Ar­ti­fi­cial gas was a syn­thetic fuel usu­ally made by con­vert­ing coal to gas. Coal was gasi­fied by heat­ing it in en­closed ovens with­out oxy­gen. Credit for in­vent­ing the process is claimed by many sci­en­tists, but Philippe Le­bon of France is rec­og­nized for de­vel­op­ing a com­mer­cial way to make the gas. The first com­mer­cial gas com­pany was char­tered in Lon­don in 1812. Re­mark­ably, within four years, ar­ti­fi­cial gas was be­ing used to light a mu­seum in Bal­ti­more, Md.

Ar­ti­fi­cial gas made its way to Arkansas in the sum­mer of 1860 when J. Al­bert Slaugh­ter built a gas plant — of­ten called a “gas works” — at the foot of Cum­ber­land Street in Lit­tle Rock. Op­er­at­ing un­der the cor­po­rate name of the Lit­tle Rock Gas Co., Slaugh­ter’s com­pany was charged with pro­vid­ing gas for street light­ing only, but be­fore long busi­nesses and homes were plumbed for gas lights too.

The city of Lit­tle Rock paid $4.50 per month for each street light — though the con­tract pro­vided that the lights would be lit only when moon­light was in­suf­fi­cient.
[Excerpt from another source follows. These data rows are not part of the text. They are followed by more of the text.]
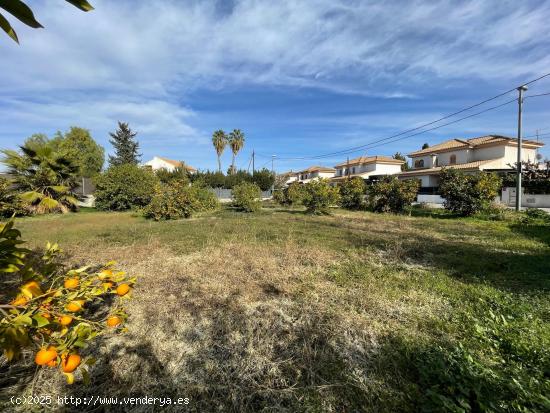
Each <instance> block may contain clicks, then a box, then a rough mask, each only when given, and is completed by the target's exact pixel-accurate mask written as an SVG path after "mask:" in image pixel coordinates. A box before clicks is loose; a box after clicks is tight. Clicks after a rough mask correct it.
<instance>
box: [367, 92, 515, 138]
mask: <svg viewBox="0 0 550 413" xmlns="http://www.w3.org/2000/svg"><path fill="white" fill-rule="evenodd" d="M516 101H517V99H512V100H509V101H507V102H504V103H501V104H500V105H497V106H493V107H490V108H488V109H485V110H482V111H480V112H476V113H473V114H471V115H468V116H464V117H462V118H460V119H457V120H454V121H452V122H447V123H444V124H443V125H439V126H436V127H433V128H430V129H426V130H423V131H420V132H417V133H414V134H412V135H407V136H404V137H402V138H399V139H394V140H392V141H389V142H384V143H378V144H376V145H372V146H370V147H369V148H368V149H372V148H375V147H377V146H380V145H385V144H387V143H393V142H398V141H401V140H404V139H408V138H412V137H413V136H417V135H421V134H423V133H425V132H430V131H433V130H436V129H440V128H443V127H445V126H449V125H452V124H453V123H458V122H461V121H463V120H465V119H469V118H472V117H474V116H478V115H481V114H482V113H485V112H489V111H491V110H495V109H498V108H501V107H503V106H506V105H509V104H510V103H513V102H516Z"/></svg>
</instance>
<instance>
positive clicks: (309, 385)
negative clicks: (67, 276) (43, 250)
mask: <svg viewBox="0 0 550 413" xmlns="http://www.w3.org/2000/svg"><path fill="white" fill-rule="evenodd" d="M447 218H448V217H447V216H444V215H435V216H427V217H422V216H416V217H408V216H394V215H375V214H370V213H365V212H345V211H339V210H338V211H335V212H334V214H333V215H331V216H307V215H305V214H304V213H303V212H302V211H299V210H279V209H277V208H264V209H263V210H262V212H260V213H258V214H253V215H246V214H242V213H237V212H233V211H231V210H229V209H224V210H222V211H218V212H216V213H213V214H210V215H205V216H202V217H199V218H194V219H189V220H181V221H169V222H152V221H147V220H145V219H143V218H141V217H140V216H138V215H136V214H133V213H100V212H94V211H92V212H81V213H78V214H71V215H65V216H55V215H50V216H43V217H33V218H26V219H21V220H19V221H18V227H19V228H20V229H21V230H22V232H23V238H24V239H25V240H27V241H28V244H29V246H30V247H32V248H40V247H41V246H43V245H44V244H45V242H46V241H48V240H49V241H56V242H59V244H60V245H61V247H62V248H63V250H64V252H65V254H66V256H67V257H68V260H69V261H70V262H71V263H74V264H83V263H86V264H90V263H102V262H106V261H108V260H111V259H115V260H117V261H118V263H119V266H120V267H121V268H122V269H124V270H126V271H128V272H129V273H131V274H133V275H134V274H135V275H137V276H138V277H139V278H138V283H137V285H136V289H135V291H134V292H133V299H132V300H131V301H129V302H128V305H127V308H128V312H129V315H130V318H129V322H128V329H129V331H128V332H127V333H126V334H123V335H112V336H103V337H101V338H100V339H99V340H98V345H97V346H94V348H93V349H92V348H90V350H89V351H92V352H93V353H95V355H96V356H97V358H98V362H97V364H96V365H95V366H94V367H93V368H92V384H91V385H89V386H85V385H83V384H78V383H77V384H75V385H73V386H67V385H66V384H64V382H63V378H62V377H59V375H57V374H55V373H54V372H51V371H48V370H44V371H42V372H40V374H39V376H36V375H35V369H34V367H33V366H32V363H31V361H32V360H31V359H30V358H29V360H27V364H25V363H22V364H21V365H18V366H16V367H12V368H10V369H8V367H7V366H5V365H4V366H2V367H1V368H2V374H3V375H4V373H6V375H4V378H3V379H2V387H3V390H2V396H3V398H4V400H5V398H6V397H7V396H9V395H10V394H30V393H31V392H34V394H51V395H78V396H87V395H88V396H89V395H100V396H119V397H123V396H136V397H140V396H144V395H148V396H152V397H154V396H157V397H159V396H161V397H162V396H164V397H168V396H169V397H174V398H177V397H189V398H190V404H189V405H188V406H186V407H185V408H183V409H182V408H181V407H177V408H176V407H166V408H165V409H164V410H162V411H194V412H195V411H196V412H210V411H225V412H257V411H265V412H271V411H287V412H296V411H308V412H344V411H345V412H355V411H369V412H383V411H386V412H396V411H418V410H422V409H423V408H426V407H429V406H438V405H441V403H443V402H444V401H445V400H443V399H441V398H440V396H441V397H444V398H445V397H448V398H450V399H453V397H454V399H457V400H459V401H458V402H460V397H462V396H460V394H461V391H462V390H461V386H462V387H464V388H467V387H468V386H470V385H472V386H474V385H475V386H480V394H489V395H490V394H491V393H492V392H495V391H497V390H499V389H500V386H502V383H501V382H500V381H498V380H497V379H496V378H495V379H494V382H493V381H492V380H493V379H491V377H493V376H491V374H488V375H487V376H485V375H483V372H484V371H485V370H486V369H492V370H491V371H493V372H496V373H495V374H497V375H498V374H502V375H506V374H510V373H508V372H507V370H506V369H507V368H508V367H509V366H508V367H507V366H506V365H504V366H501V365H499V364H498V362H496V361H494V360H493V357H496V358H497V359H498V357H499V355H500V356H502V355H503V354H505V357H510V358H511V359H514V360H516V359H520V360H521V365H522V366H523V367H522V368H523V370H522V371H523V372H524V373H525V375H526V377H528V376H530V377H537V375H538V374H539V373H540V371H543V370H544V369H545V368H548V365H547V363H548V354H547V352H548V349H549V348H550V329H549V323H548V322H549V318H548V317H549V314H550V304H549V303H550V300H549V298H548V291H549V290H550V270H549V266H550V230H549V228H548V227H544V226H536V225H534V226H529V227H526V226H522V225H518V224H513V223H510V222H499V221H482V220H475V219H447ZM489 314H493V315H495V317H497V318H498V317H500V316H502V317H503V319H505V320H506V321H507V323H506V326H510V330H506V331H504V330H502V331H501V327H500V324H498V325H497V324H495V323H496V322H498V320H497V321H494V320H495V318H492V316H489ZM491 320H493V321H491ZM506 328H508V327H506ZM480 329H481V330H480ZM480 331H482V332H480ZM491 337H500V339H499V340H501V339H502V340H506V342H507V343H508V344H506V345H507V347H506V346H500V347H498V348H497V349H496V350H495V349H493V348H491V346H489V345H485V344H483V343H485V340H490V339H492V338H491ZM502 340H501V341H502ZM461 348H462V349H463V350H460V349H461ZM460 351H464V352H465V353H464V354H465V355H464V354H462V353H460ZM495 352H496V353H495ZM501 353H502V354H501ZM457 354H458V355H457ZM463 355H464V357H465V358H461V357H462V356H463ZM472 355H473V356H474V357H473V360H475V363H474V362H473V361H472V364H471V365H470V364H468V363H469V361H468V360H470V358H471V357H470V358H468V356H472ZM502 357H504V356H502ZM502 357H501V358H502ZM461 363H463V364H461ZM514 363H515V361H514ZM514 366H515V364H514ZM514 368H515V367H514ZM539 370H540V371H539ZM514 371H515V372H516V373H517V371H516V370H514ZM547 371H548V370H547ZM516 373H514V374H516ZM517 374H519V375H520V376H521V374H523V373H522V372H520V373H517ZM543 374H544V373H543ZM546 374H547V373H546ZM446 380H448V381H449V384H446ZM544 380H545V379H544V377H543V378H542V381H544ZM546 380H547V377H546ZM472 383H473V384H472ZM442 386H443V387H442ZM449 386H451V387H452V386H454V387H453V388H454V390H453V388H451V389H449ZM533 386H534V387H533V389H531V390H529V391H533V392H535V393H536V392H539V393H541V392H542V390H541V389H548V383H546V384H545V383H539V384H538V385H533ZM537 386H538V387H537ZM541 386H542V387H541ZM544 386H546V387H544ZM457 389H458V390H457ZM510 391H511V390H510ZM453 394H454V396H453ZM506 394H508V393H506V391H504V392H502V396H501V397H502V398H503V399H505V398H506V396H505V395H506ZM510 394H511V393H510ZM464 397H465V398H466V399H467V398H468V397H470V398H471V397H472V396H471V394H470V396H469V395H468V392H466V394H465V395H464ZM438 403H439V404H438ZM502 403H511V401H510V400H508V401H506V400H504V401H503V402H502ZM4 406H8V404H5V405H4ZM503 406H504V405H503ZM6 408H7V407H6ZM9 409H14V407H13V406H12V407H9ZM52 410H55V409H53V408H52ZM66 410H67V411H70V409H68V408H67V409H66ZM74 410H75V411H82V410H90V411H113V412H115V411H116V412H118V411H132V412H153V411H158V410H159V409H158V407H157V408H155V407H154V406H133V407H128V406H127V407H121V406H103V407H101V408H98V407H95V408H91V407H90V408H86V407H82V406H81V407H80V408H78V409H76V408H75V409H74Z"/></svg>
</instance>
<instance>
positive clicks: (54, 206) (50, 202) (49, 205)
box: [38, 197, 59, 210]
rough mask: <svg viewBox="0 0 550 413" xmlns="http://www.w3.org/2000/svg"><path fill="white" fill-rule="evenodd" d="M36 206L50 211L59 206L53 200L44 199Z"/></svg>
mask: <svg viewBox="0 0 550 413" xmlns="http://www.w3.org/2000/svg"><path fill="white" fill-rule="evenodd" d="M38 205H39V206H41V207H43V208H44V209H46V210H52V209H55V208H57V207H58V206H59V202H57V201H56V200H55V199H53V198H50V197H45V198H43V199H42V200H41V201H40V203H39V204H38Z"/></svg>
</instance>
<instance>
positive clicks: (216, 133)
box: [212, 129, 227, 172]
mask: <svg viewBox="0 0 550 413" xmlns="http://www.w3.org/2000/svg"><path fill="white" fill-rule="evenodd" d="M212 145H214V149H216V154H217V155H218V172H221V171H222V161H221V156H222V153H223V151H224V150H225V146H226V145H227V135H226V134H225V132H224V131H223V130H221V129H219V130H217V131H216V132H214V133H213V134H212Z"/></svg>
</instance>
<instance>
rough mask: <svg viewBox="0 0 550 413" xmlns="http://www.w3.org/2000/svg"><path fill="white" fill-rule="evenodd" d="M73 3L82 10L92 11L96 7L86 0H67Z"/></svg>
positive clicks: (68, 1)
mask: <svg viewBox="0 0 550 413" xmlns="http://www.w3.org/2000/svg"><path fill="white" fill-rule="evenodd" d="M65 1H67V2H69V3H71V4H72V5H73V6H75V7H78V8H79V9H80V10H82V11H91V10H93V9H94V8H93V7H92V5H91V4H90V3H88V2H87V1H86V0H65Z"/></svg>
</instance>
City-owned of­fices and build­ings were supplied with gas at the rate of $5 per 1,000 cu­bic feet. The gas com­pany, re­al­iz­ing that city-is­sued script fluc­tu­ated wildly in value, in­sisted that the city pay for gas in U.S. cur­rency only.

The street lights were lit each night by a lamp­lighter who made his rounds with a lad­der and a torch — some­times fol­lowed by a scat­ter­ing of neigh­bor­hood boys. He re­traced his steps each morn­ing turn­ing off each lamp.
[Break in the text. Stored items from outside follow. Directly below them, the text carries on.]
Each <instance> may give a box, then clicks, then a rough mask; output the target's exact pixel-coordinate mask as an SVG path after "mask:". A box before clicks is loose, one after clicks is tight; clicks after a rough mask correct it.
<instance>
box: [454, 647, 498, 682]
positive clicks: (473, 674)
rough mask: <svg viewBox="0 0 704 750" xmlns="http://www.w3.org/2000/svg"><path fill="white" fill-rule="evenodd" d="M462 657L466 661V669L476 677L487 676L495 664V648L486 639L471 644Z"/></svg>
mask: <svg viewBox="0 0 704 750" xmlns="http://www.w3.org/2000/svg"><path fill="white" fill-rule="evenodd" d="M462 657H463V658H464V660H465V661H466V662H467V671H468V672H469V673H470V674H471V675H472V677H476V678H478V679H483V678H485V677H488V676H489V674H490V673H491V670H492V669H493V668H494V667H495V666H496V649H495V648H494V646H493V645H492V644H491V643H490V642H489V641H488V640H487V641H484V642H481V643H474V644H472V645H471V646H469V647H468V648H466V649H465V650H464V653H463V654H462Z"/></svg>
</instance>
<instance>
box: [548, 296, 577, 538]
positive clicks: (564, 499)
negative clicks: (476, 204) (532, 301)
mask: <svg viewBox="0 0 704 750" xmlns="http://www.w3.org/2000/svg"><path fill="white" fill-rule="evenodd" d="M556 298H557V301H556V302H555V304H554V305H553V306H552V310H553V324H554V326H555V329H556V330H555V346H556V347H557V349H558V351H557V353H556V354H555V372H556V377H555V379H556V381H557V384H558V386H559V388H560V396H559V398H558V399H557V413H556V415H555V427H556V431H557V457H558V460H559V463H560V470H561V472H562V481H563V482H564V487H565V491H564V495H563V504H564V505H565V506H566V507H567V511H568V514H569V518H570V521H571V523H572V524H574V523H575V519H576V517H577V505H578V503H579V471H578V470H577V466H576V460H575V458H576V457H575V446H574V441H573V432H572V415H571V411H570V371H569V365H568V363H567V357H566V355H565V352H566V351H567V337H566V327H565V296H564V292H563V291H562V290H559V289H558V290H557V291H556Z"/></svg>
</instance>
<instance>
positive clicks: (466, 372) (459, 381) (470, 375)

The Lit­tle Rock Gas Co. went out of busi­ness at some point dur­ing the Civil War, and an­other gas com­pany was not char­tered in the capital city un­til 1875. By 1880, the com­pany re­port­edly main­tained 8.5 miles of gas lines and fu­eled 127 street lights, as well as nu­mer­ous residences and busi­ness struc­tures.

The gas com­pany pro­vided free light­ing in April 1880 when for­mer pres­i­dent U.S. Grant vis­ited the city and was treated to a sump­tu­ous ban­quet at the Capital Ho­tel. The lights blazed late into the night as the for­mer pres­i­dent and Civil War com­man­der dined on dishes rang­ing from cold buf­falo tongue to mal­lard duck with cur­rant jelly, squab and spring veal cro­quets. The caterer, A.F. Giovanni, kept the wine flow­ing and pro­vided Cuban cigars to the male din­ers.